Keep in mind Michael thought he was being recorded by me. I kept asking him questions like: “Let me clarify: AOL is aware of the fact that the AIM Phoneline account information page could be giving people wrong information, but had not made any attempt to notify customers of this discrepancy. Is that correct? Please answer yes or no.” (He answered “Yes”.)
If I thought I was being recorded, I would be EXTREMELY careful about what I said. I am sure AOL corporate won’t be pleased with his answers. Only once did he say to me, “I would prefer not to answer that.”
I also told them that I intended to file complaints with the BBB and FCC. He told me “Go ahead…” so I asked him point blank, “Let me clarify, you are telling me to file complaints with the BBB and FCC. Is that correct?” Again he replied “Yes”.
I really don’t know what more to do about the situation with the billing. Michael said he would have a refund issued for August, September, and October. I asked him for a confirmation e-mail of this which he swore he would do, but as of now I have not received it. We’ll see if the credits post. In the meantime I called my bank and changed my card number (a huge inconvenience) and opened up the preliminary steps of disputing the charges through them.

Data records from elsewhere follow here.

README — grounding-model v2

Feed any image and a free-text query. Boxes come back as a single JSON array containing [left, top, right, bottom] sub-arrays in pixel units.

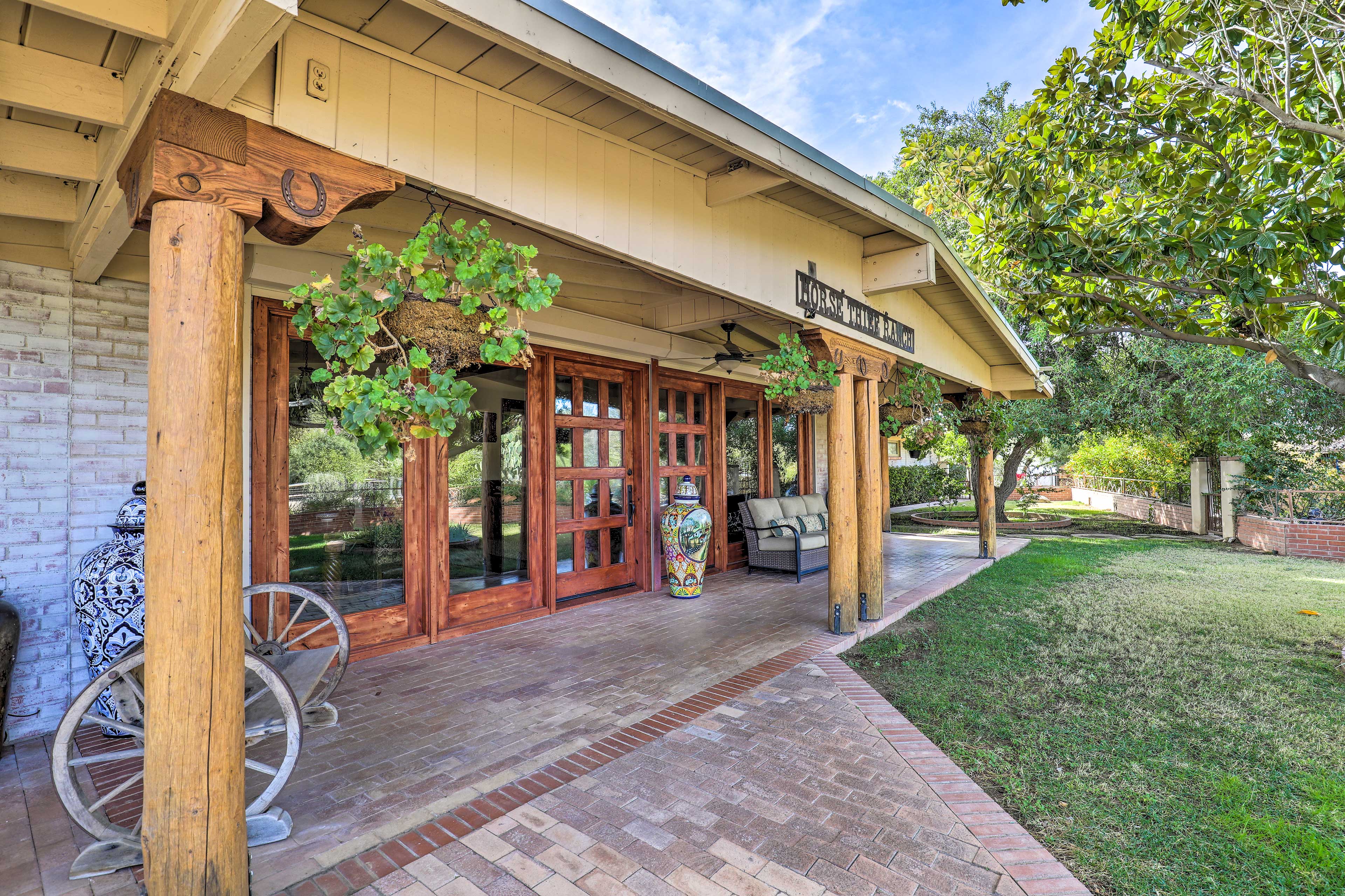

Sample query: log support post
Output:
[[977, 445, 998, 558], [117, 90, 404, 896], [827, 371, 860, 635], [803, 330, 897, 635], [854, 379, 888, 620]]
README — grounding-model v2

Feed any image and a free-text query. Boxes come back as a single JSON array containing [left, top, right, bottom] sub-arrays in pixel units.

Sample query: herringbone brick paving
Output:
[[0, 536, 1060, 896], [309, 663, 1088, 896]]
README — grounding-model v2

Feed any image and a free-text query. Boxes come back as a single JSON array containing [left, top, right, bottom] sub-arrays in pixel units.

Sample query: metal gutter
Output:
[[520, 0, 1041, 374]]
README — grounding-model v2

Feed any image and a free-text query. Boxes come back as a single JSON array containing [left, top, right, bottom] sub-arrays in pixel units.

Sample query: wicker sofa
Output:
[[738, 495, 830, 581]]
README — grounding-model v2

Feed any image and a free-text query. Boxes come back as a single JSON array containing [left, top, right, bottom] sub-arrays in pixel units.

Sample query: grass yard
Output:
[[845, 538, 1345, 896], [892, 501, 1186, 536]]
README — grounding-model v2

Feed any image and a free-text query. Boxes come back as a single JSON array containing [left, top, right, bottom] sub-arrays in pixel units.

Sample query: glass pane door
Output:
[[553, 360, 636, 600]]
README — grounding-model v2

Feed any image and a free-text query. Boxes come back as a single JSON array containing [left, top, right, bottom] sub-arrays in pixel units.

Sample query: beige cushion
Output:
[[748, 495, 827, 526], [748, 498, 799, 526], [757, 531, 827, 552]]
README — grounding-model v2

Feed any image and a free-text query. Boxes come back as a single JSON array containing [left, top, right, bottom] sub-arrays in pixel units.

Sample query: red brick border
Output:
[[812, 654, 1092, 896]]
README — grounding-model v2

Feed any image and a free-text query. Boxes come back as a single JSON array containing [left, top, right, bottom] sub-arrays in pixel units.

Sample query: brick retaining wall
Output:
[[1069, 488, 1192, 531], [0, 261, 149, 739], [1073, 488, 1345, 560]]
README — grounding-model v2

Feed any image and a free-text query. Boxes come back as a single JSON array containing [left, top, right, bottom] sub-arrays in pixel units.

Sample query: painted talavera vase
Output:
[[662, 476, 711, 597], [70, 482, 145, 737]]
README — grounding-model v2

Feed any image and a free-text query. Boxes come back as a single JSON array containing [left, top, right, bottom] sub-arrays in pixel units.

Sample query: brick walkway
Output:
[[0, 536, 1087, 896]]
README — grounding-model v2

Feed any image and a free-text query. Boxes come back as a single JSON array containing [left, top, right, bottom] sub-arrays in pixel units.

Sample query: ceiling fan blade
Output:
[[734, 324, 780, 351]]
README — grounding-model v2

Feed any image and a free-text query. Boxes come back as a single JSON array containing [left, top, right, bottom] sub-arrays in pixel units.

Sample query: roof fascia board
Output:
[[410, 0, 1040, 373]]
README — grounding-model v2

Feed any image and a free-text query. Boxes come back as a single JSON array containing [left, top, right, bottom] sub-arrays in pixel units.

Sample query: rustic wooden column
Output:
[[141, 200, 248, 896], [854, 379, 888, 619], [117, 90, 404, 896], [827, 371, 860, 634], [977, 445, 996, 557]]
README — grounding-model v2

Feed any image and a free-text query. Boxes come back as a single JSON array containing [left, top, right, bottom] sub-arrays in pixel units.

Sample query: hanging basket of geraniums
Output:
[[958, 393, 1009, 453], [285, 213, 561, 459], [761, 332, 841, 414]]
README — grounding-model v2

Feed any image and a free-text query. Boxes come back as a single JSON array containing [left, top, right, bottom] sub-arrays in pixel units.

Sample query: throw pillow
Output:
[[799, 514, 827, 533]]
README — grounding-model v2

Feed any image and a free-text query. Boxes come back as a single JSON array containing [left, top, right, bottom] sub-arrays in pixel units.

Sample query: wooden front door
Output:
[[551, 358, 640, 600]]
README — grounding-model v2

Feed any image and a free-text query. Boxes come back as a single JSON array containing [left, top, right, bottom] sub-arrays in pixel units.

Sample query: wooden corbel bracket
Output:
[[117, 90, 406, 246], [802, 327, 897, 382]]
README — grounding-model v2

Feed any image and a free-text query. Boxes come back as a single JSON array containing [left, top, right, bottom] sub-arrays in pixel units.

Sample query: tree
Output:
[[903, 0, 1345, 393], [869, 81, 1026, 249]]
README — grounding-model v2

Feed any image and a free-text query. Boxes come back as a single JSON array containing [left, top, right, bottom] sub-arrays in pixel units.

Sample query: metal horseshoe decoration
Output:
[[280, 168, 327, 218]]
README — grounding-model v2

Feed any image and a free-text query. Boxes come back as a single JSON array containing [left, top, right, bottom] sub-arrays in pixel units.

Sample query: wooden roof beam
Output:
[[0, 42, 126, 128], [0, 118, 98, 180], [863, 242, 935, 296], [28, 0, 168, 43]]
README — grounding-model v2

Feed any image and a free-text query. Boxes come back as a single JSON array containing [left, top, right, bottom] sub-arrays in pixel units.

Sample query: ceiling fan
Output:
[[698, 320, 765, 373]]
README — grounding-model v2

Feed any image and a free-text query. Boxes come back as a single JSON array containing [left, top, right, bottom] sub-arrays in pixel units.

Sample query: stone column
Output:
[[1190, 457, 1209, 536], [1219, 457, 1247, 541]]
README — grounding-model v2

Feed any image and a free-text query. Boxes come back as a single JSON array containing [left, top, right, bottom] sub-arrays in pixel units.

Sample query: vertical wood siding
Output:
[[276, 23, 862, 306]]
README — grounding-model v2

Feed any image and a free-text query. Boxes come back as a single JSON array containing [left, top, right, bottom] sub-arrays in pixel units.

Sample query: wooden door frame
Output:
[[533, 346, 658, 612], [250, 296, 434, 659]]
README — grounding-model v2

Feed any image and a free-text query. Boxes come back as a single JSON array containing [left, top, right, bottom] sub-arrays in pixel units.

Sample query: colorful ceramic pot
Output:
[[663, 476, 710, 597], [70, 482, 145, 737]]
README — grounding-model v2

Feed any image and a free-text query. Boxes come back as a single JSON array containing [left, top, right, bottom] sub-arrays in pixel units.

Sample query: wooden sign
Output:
[[117, 90, 406, 246], [794, 270, 916, 354]]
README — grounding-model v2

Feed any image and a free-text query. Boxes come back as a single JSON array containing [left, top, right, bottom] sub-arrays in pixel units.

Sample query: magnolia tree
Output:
[[903, 0, 1345, 393]]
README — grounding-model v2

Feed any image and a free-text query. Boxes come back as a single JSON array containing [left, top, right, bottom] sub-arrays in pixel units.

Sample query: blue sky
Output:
[[567, 0, 1100, 175]]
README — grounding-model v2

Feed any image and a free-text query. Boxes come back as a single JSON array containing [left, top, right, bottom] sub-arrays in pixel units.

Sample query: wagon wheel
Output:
[[243, 581, 350, 708], [51, 648, 304, 842]]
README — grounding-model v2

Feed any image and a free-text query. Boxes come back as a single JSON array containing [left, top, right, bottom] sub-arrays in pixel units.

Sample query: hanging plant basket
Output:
[[880, 405, 916, 425], [779, 386, 836, 414], [383, 292, 533, 370]]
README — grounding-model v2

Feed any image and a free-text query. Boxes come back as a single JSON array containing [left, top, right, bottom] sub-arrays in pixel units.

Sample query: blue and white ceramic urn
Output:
[[70, 482, 145, 737]]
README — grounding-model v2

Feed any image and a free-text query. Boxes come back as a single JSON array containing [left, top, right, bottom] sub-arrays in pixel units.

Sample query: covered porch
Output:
[[0, 534, 1025, 896]]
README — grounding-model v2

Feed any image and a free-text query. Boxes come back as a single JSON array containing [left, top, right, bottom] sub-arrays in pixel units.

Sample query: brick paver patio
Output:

I was initially furious with AOL, but after my conversation with Michael, I almost have to laugh. I can’t believe he would be so stupid as to admit what he did while thinking he was being recorded. He must not be familiar with American lawyers and courts. At the end of the call, I told him that I actually felt sorry for him because after the things he said, corporate was going to have his head on a platter.
Feel free to post this story on your website if you’d like, but please just refer to me as Scott. Thanks.